How Capsule Networks Work
- Input Image: The network processes an input image and extracts low-level features using convolution layers.
- Primary Capsules: Groups the extracted features into vectors that represent parts of objects, such as edges or textures, along with their spatial attributes (e.g., position, orientation).
- Higher-Level Capsules: Aggregates information from lower-level capsules. Outputs vectors containing probabilities and spatial pose information of detected objects or features.
- Dynamic Routing: Routes the outputs of lower-level capsules to higher-level capsules based on agreement, preserving spatial hierarchies (e.g., parts and wholes).

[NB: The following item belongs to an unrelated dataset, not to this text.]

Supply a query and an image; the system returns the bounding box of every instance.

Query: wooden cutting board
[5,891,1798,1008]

- Transform Matrices: Encodes spatial relationships like rotation, translation, and scaling between lower-level and higher-level features.
- Masking and Reconstruction: Masks specific capsules to focus on selected features and reconstructs the image to verify spatial understanding.
- Applications: - Object recognition with spatial hierarchies. - Handling rotations, translations, and deformations in images. - Improved generalization with fewer training samples.
Capsule Network Code Example
Here's how we can define the layers of a Capsule Network:
import tensorflow as tf
from tensorflow.keras import layers
class SquashActivation(layers.Layer):
def call(self, inputs):
norm = tf.norm(inputs, axis=-1, keepdims=True)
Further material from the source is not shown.